The UK has mapped plans for a “broad energy cooperation” with the EU after Brexit.
London has suggested a series of options for electricity trading in a white paper published on Thursday, including leaving the Internal Energy Market.
Under this scenario, the UK would “explore what would be needed to ensure trade over interconnectors would continue without automatic capacity allocation”.
The white paper also proposes continued participation in the internal market.
“In this case, the UK would need a common rulebook with the EU on the technical rules for electricity trading....as well as a consistent approach to carbon pricing necessary for the market to function,” said the document.
“However, the UK does not believe that participation in the internal European market should require a common rulebook on wider environmental and climate change rules.”
London also wants “to explore” options for continued transmission system operator participation in the inter-TSO compensation mechanism scheme and “continued membership” of European networks for the system operators.
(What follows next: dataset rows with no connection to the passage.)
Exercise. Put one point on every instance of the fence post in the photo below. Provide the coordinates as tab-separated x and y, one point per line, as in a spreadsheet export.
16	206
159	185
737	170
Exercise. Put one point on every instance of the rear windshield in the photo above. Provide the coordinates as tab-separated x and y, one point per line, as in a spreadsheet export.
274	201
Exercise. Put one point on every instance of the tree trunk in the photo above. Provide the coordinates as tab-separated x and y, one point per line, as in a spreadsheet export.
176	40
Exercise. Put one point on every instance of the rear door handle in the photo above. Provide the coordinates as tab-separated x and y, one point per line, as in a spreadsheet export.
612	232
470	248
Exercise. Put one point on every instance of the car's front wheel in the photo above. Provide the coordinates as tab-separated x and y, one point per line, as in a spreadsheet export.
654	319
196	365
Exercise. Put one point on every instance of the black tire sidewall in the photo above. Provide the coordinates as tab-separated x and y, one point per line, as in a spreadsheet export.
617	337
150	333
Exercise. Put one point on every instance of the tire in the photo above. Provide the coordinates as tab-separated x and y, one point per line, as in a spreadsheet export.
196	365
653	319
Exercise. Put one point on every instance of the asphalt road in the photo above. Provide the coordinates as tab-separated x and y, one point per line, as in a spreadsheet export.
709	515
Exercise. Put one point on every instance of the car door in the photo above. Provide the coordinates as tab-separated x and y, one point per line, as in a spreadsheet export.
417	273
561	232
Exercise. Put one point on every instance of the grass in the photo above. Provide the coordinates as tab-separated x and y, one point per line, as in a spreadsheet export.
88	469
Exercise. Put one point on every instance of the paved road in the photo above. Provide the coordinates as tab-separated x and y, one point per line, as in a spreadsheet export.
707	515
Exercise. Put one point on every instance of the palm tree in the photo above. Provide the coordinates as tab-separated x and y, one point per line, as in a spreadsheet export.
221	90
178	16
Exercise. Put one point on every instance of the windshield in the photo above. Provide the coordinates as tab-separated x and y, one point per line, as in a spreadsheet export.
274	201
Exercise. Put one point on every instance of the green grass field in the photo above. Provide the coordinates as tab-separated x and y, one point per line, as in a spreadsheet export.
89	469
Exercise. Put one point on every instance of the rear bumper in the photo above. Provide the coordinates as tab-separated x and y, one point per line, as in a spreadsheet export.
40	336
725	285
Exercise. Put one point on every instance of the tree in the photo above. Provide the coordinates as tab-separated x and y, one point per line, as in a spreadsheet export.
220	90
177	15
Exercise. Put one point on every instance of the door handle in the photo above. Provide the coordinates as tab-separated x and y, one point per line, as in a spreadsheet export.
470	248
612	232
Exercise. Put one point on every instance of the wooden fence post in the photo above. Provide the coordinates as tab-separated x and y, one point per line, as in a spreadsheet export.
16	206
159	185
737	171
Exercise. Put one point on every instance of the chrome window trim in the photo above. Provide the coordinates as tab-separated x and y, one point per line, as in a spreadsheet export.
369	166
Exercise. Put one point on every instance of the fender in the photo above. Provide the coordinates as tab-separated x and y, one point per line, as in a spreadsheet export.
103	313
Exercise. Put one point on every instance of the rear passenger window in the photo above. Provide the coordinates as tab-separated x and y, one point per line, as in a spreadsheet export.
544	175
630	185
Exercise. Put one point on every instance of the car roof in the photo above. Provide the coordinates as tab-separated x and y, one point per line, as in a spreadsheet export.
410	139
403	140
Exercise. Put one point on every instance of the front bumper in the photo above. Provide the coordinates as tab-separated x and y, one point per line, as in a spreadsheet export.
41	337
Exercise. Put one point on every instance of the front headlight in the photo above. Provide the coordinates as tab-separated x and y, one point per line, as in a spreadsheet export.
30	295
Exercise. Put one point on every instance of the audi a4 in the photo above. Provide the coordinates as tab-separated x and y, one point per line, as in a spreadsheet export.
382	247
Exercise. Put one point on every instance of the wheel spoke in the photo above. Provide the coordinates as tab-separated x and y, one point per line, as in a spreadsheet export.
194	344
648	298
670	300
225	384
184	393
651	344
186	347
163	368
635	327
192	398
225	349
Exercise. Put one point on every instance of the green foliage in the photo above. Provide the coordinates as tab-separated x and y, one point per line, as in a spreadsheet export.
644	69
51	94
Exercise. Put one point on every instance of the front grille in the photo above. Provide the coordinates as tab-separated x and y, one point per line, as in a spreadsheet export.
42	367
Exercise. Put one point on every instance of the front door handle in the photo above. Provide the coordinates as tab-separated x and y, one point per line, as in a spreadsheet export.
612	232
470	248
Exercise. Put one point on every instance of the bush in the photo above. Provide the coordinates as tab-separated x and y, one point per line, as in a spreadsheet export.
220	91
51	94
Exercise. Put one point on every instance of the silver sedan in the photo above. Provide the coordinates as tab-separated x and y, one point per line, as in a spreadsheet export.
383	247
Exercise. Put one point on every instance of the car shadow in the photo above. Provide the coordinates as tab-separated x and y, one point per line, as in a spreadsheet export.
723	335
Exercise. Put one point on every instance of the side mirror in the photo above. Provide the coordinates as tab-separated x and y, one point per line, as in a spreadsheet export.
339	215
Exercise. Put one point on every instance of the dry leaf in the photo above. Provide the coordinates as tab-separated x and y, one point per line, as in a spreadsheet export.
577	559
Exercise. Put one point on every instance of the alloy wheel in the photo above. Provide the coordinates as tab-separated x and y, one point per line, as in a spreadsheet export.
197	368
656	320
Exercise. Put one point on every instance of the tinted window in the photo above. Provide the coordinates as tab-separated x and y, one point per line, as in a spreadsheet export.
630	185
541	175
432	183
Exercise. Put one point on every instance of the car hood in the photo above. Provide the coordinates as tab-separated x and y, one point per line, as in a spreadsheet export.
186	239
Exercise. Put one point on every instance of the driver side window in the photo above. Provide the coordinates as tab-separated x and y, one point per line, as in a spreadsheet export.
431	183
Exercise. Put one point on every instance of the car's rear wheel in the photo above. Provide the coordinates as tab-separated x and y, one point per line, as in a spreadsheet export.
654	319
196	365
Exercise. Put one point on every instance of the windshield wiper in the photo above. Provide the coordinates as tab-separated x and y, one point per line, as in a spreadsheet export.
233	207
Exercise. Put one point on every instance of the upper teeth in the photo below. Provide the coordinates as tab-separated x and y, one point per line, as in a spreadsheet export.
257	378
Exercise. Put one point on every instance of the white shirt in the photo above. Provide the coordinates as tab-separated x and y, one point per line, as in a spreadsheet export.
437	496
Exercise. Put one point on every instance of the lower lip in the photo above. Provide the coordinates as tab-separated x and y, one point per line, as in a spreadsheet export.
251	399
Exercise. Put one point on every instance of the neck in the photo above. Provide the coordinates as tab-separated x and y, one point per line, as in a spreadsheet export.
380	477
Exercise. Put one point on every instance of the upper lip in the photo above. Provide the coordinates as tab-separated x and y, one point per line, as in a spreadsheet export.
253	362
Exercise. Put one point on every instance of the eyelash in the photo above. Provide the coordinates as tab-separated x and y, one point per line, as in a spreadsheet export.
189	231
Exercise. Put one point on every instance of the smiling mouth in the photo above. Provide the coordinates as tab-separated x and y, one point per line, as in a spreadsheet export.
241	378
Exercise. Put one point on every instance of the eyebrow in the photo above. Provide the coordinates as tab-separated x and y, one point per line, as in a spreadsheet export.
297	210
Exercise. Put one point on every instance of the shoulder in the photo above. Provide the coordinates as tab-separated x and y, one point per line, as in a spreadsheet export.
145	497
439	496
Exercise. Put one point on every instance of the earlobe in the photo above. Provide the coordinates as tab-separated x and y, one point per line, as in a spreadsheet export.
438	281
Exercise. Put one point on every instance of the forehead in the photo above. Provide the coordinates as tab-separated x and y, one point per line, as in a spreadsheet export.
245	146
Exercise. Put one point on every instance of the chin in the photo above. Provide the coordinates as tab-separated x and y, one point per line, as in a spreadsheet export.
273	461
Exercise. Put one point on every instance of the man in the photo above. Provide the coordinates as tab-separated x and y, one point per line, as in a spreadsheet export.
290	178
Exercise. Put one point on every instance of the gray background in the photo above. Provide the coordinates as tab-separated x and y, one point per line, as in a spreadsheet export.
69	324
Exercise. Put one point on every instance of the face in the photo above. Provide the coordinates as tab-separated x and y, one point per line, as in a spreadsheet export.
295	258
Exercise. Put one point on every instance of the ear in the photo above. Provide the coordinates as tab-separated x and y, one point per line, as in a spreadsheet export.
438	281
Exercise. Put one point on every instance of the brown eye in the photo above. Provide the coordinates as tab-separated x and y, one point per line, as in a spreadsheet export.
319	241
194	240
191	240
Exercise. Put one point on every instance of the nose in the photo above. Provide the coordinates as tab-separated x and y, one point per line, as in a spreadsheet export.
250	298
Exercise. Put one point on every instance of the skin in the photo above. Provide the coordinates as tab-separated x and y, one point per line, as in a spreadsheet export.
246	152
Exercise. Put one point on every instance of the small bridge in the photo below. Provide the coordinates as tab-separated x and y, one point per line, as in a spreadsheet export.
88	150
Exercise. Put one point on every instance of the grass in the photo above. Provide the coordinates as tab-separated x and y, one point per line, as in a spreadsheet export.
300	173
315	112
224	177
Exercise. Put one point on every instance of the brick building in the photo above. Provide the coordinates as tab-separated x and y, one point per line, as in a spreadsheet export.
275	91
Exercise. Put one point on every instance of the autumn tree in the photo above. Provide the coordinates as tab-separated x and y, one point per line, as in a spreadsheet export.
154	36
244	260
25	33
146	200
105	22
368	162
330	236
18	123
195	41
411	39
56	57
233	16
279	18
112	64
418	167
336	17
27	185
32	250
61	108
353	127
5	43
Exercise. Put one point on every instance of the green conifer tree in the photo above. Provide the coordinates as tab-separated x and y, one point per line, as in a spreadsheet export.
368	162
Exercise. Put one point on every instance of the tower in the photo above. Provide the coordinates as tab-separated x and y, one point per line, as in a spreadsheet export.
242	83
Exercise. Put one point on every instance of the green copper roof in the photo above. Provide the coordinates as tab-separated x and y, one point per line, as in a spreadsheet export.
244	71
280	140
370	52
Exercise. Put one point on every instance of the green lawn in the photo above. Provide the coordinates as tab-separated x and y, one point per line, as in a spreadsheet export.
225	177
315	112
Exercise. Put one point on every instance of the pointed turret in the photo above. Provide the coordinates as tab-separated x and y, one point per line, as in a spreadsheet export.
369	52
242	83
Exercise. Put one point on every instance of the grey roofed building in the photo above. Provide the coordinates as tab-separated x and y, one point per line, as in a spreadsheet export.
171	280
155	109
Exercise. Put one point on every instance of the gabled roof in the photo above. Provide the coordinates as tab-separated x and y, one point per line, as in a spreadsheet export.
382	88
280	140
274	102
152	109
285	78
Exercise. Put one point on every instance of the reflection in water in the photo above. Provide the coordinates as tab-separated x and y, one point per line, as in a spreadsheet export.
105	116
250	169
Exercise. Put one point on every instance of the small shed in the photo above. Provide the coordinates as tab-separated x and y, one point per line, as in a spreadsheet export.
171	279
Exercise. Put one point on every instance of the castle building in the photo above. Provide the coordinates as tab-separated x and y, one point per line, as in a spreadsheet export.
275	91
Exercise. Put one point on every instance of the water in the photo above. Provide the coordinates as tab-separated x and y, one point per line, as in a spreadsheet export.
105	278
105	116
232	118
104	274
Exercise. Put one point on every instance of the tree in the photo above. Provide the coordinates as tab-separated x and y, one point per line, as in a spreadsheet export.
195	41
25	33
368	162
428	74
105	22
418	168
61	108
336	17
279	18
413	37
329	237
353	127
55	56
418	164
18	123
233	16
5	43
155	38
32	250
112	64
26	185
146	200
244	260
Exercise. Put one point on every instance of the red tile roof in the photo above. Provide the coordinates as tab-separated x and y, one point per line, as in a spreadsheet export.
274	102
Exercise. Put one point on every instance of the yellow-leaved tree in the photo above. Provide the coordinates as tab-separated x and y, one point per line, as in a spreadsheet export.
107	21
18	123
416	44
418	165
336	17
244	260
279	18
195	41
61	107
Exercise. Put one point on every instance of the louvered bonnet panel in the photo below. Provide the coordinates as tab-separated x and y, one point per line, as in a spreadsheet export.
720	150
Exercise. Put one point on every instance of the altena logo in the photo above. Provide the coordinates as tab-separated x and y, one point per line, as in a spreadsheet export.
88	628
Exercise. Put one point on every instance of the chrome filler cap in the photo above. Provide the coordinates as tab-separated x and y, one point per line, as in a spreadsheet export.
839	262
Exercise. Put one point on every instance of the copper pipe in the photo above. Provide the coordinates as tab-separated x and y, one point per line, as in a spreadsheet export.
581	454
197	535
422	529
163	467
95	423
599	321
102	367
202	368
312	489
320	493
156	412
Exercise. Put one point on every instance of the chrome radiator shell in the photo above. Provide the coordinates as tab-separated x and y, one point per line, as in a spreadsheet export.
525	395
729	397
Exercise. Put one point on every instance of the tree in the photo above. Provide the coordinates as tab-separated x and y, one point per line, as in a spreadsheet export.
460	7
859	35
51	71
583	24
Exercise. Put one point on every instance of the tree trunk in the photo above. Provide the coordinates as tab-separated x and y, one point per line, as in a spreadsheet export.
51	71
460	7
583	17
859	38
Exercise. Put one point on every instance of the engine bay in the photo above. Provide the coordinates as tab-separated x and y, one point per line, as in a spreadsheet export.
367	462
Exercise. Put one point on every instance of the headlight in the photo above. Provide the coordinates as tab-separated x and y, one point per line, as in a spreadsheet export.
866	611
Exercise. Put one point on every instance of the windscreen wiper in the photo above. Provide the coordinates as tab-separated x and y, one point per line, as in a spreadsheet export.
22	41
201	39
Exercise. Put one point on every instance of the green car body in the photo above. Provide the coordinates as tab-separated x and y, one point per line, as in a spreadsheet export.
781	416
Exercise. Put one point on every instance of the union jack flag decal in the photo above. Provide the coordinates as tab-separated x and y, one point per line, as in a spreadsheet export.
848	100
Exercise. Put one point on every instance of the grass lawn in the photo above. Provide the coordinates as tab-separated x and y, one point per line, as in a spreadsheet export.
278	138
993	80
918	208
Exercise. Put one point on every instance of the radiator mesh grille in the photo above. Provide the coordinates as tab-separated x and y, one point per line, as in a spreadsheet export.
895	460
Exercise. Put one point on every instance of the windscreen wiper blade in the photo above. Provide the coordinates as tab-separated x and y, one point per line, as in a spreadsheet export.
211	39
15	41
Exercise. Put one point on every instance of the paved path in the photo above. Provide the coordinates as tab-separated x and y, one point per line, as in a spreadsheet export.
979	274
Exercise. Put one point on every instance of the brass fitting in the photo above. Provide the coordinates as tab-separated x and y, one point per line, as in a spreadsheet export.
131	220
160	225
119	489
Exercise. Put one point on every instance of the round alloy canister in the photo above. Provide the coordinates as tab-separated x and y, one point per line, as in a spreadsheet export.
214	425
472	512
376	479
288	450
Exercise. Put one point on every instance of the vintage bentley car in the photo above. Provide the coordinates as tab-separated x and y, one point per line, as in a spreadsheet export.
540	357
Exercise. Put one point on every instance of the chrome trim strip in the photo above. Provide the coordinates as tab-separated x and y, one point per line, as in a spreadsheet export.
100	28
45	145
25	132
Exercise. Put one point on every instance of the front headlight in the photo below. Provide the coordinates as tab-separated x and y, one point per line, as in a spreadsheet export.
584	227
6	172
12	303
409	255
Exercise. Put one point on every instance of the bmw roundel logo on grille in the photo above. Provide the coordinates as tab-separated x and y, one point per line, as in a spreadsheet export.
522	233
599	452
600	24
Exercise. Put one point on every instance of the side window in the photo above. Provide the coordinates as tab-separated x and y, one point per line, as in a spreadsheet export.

Meanwhile, the UK has mapped a plan to preserve the single electricity market (SEM) that currently operates on the island of Ireland “in any eventuality”.
It said: “Negotiators have already made good progress on a legal provision to underpin the SEM in the withdrawal agreement and the UK will work with the EU to ensure that the SEM is maintained in any future scenario.”
The paper said the “UK remains committed to delivering cost-effective, clean and secure energy supplies”.